In high school Stephanie was part of the Compassion Club, TED-Ed Club, and Coffeehouse, where she organized events and provided leadership opportunities to students. When Stephanie was 15 years old, she founded the Sprout-Save-Share initiative, an organization that engages youth in projects focused on minimizing waste, such as collecting end-of-day produce to donate. Stephanie also volunteers at her local science center and children’s hospital, speaks her voice on multiple youth councils, and worked to create a sensory room for special needs students at her school. In the fall, Stephanie will study engineering at the University of British Columbia. She plans to continue giving back the community through running Sprout-Save-Share and being involved in research.
Tessa has a prosthetic left leg and prosthetic right eye, both lost to her battles with cancer. She created a website called Chatability.org, an all-inclusive, online community for students with disabilities. She was the official Terry Fox Poster Girl, and an ambassador for SickKids. In 2016, Tessa had a short documentary made on her life called ‘Being Tessa,’ and her opinion pieces have been featured in the Toronto Star, the Toronto Sun, and the Peterborough Examiner. Tessa identifies as queer and is a passionate advocate for LGBTQ+ rights and recognition, specifically how this community comes into intersection with the disabled community. Tessa is very interested in Feminist Disability Studies and hopes for her career to move towards becoming a professor in this field of study.
Shailynn knew from a young age that despite living with type 2 Spinal Muscular Atrophy and fighting a degenerative disease from her wheelchair, she planned to do big things. Shailynn dove into discovering what moving away from home was like with a wheelchair while advocating for accessibility needs, access to rare disease treatments, and volunteering with the Love for Lewiston Foundation. At Mount Royal University Shailynn is presently in her fourth year of the Bachelor of Arts in Criminal Justice program with a minor in Sociology and she hopes to enter the justice field or obtain her master’s once she has completed her degree.

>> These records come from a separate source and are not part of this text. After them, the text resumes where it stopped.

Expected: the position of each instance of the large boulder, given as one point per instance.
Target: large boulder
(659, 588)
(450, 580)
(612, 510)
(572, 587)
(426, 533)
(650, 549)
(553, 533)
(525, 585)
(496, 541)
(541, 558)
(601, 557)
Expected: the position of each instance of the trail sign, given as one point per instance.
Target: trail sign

From her dedication to mental health awareness, to spearheading a community-wide “Better Together” t-shirt campaign aimed at bringing people together, Allysa lives a life of love, commitment, and service to our community. After losing four friends to suicide in 2018, Allysa learned the importance of bringing a community together and being an advocate for those suffering with mental health. Allysa also works with veterans, Students Against Distracted Driving, and a mental health support group called “Hugs with Mugs.” Allysa’s dedication to mental health and wanting to create change are the inspirations behind studying Indigenous Social Work in the fall at the First Nations University of Canada.